After hearing everyone slurp Brett Favre’s skills and bash Jake Delhomme’s for the past year, I decided I wanted to take a quick look at whether the praise and venom were warranted.
Personally, I have always viewed these two quarterbacks as similar players: Southern gun-slingers who can win or lose a game for you with their arms. Delhomme certainly doesn’t have the pedigree and the mythology that Favre has. But if you asked me to put money down, I would say that Delhomme’s stats would bear him out as, essentially, a poor man’s Brett Favre.
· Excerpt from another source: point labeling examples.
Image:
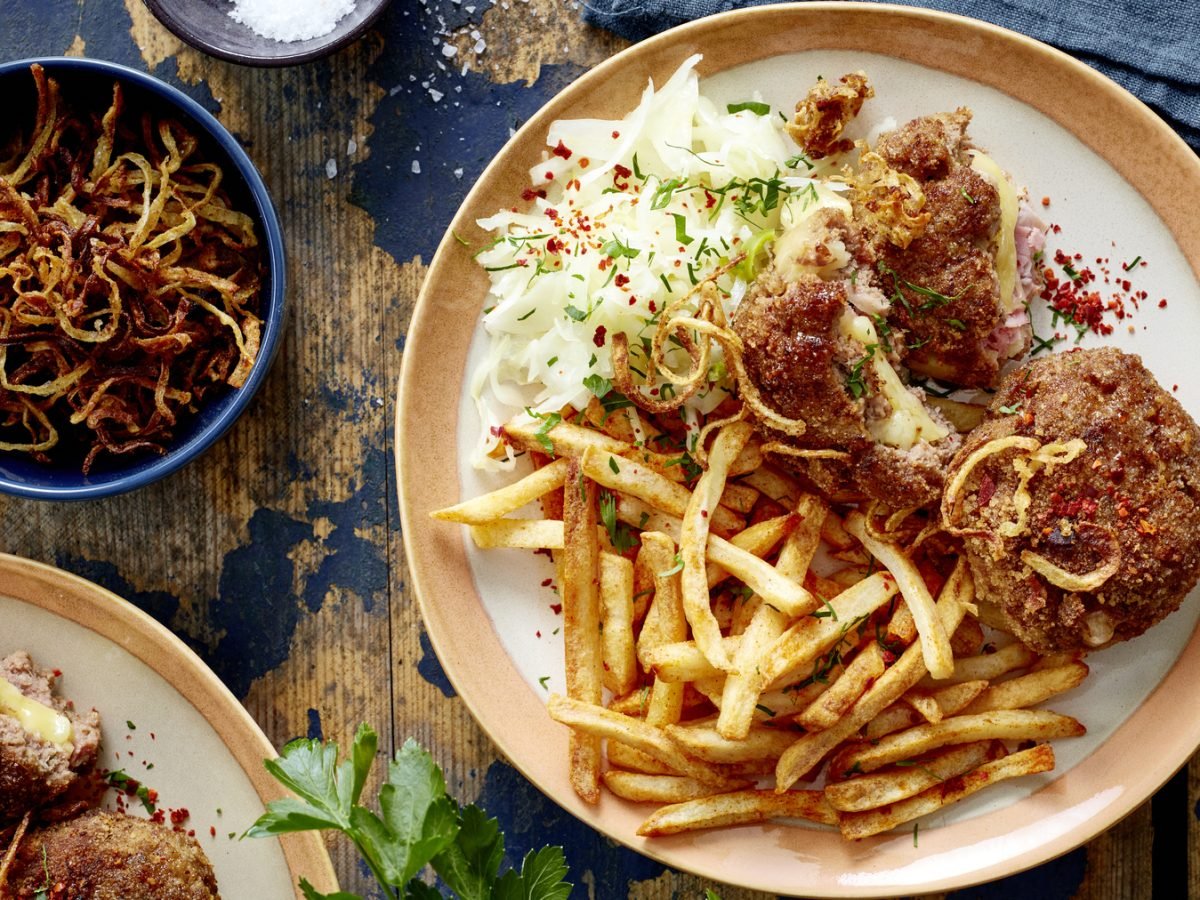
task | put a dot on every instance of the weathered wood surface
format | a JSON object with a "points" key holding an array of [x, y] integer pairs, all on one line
{"points": [[277, 557]]}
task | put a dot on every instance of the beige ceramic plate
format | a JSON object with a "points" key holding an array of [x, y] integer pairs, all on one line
{"points": [[167, 721], [1114, 172]]}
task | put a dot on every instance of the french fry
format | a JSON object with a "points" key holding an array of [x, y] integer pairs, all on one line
{"points": [[935, 640], [739, 498], [641, 787], [802, 756], [702, 505], [881, 789], [738, 808], [1030, 689], [519, 533], [581, 622], [774, 484], [745, 683], [618, 473], [651, 739], [990, 666], [967, 639], [623, 756], [499, 503], [811, 636], [617, 623], [856, 826], [850, 685], [756, 574], [703, 742], [665, 624], [996, 724], [684, 660]]}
Tonight, I tested that theory. Here’s what I found in some simple passing metrics:
*Note: to try to give the most accurate view, I’ve removed the following outlier seasons from the calculations:
Favre’s first season in Atlanta (where he threw only 4 passes)
Delhomme’s two seasons as a back-up in New Orleans (where he threw only 76 and 10 passes, respectively)
Delhomme’s 2007 campaign with Carolina (where he played in only 3 games and threw a mere 86 passes).
CAREER PASSING STATISTICS (Favre | Delhomme)
Completion %: 62.0 | 58.9
Yards / Pass Attempt: 7.1 | 7.2
Avg TD / season: 27.6 | 18.7
Avg INT / season: 17.5 | 14.7
TD to INT ratio: 1.58 | 1.27
INT%: 3.22 | 3.53
TD%: 5.11 | 4.18
Career Win %: 63.5 | 58.7%
So what do we learn from this comparison? I would argue that it proves my basic premise (which I think is a first for when I do a real analysis of one of my hunches). Favre makes a bigger impact on scoring and winning percentage than Delhomme. He throws significantly more picks per season than Delhomme, but only from a raw numbers standpoint. Based on percentage of passes intercepted, Favre is actually +0.3% more accurate than Delhomme. But that’s a marginal difference.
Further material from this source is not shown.